Of the 186 complaints filed against the agency in the wake of the accident, all but one of the suits have been resolved, said Jerome Ringler, the lead attorney for the plaintiffs. All 11 wrongful death lawsuits have been settled and 15 of the 16 serious injury lawsuits have been resolved.
The remaining cases involved non-critical injuries.
A Los Angeles County Superior Court judge handling the cases vacated a Jan. 4 trial date and urged both parties to “work diligently” to resolve the remaining case, a six-figure serious injury lawsuit, Ringler said.
“We fully expect that last one to resolve in the next three to four months, but there is no guarantee,” he said.

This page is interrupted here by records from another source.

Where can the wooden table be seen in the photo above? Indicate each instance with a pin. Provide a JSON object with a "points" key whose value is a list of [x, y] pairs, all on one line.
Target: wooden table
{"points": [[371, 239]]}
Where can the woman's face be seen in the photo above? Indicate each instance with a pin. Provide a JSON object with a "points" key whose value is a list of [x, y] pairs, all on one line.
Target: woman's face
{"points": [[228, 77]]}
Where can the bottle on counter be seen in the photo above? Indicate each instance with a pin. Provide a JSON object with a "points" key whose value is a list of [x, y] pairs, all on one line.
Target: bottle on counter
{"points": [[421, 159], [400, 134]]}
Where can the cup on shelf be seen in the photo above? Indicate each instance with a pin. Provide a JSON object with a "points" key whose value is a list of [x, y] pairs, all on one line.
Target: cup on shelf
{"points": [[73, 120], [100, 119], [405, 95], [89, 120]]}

In October, Ringler said 90% of the cases had been settled for about $30 million with six cases remaining.
The recent settlements, which await approval from the Metrolink board of directors, bring years of litigation to near finish, even as the rail agency grapples with lawsuits stemming from the deadly Chatsworth crash last year that killed 25 people.
Prior to that crash, the 2005 Glendale derailment — which occurred when a Metrolink train hit a parked Jeep Cherokee left behind by Juan Manuel Alvarez on the tracks near Chevy Chase Drive, killing 11 and injuring nearly 200 others — had been the deadliest incident in the rail agency’s history.
Alvarez was sentenced last year to serve 11 consecutive life sentences in prison for causing the derailment.
“All of those involved that were injured or who lost loved ones are very pleased to have this resolution behind them to move forward with their lives,” Ringler said.
Angela Starr, a Metrolink spokeswoman, declined to comment, citing ongoing litigation.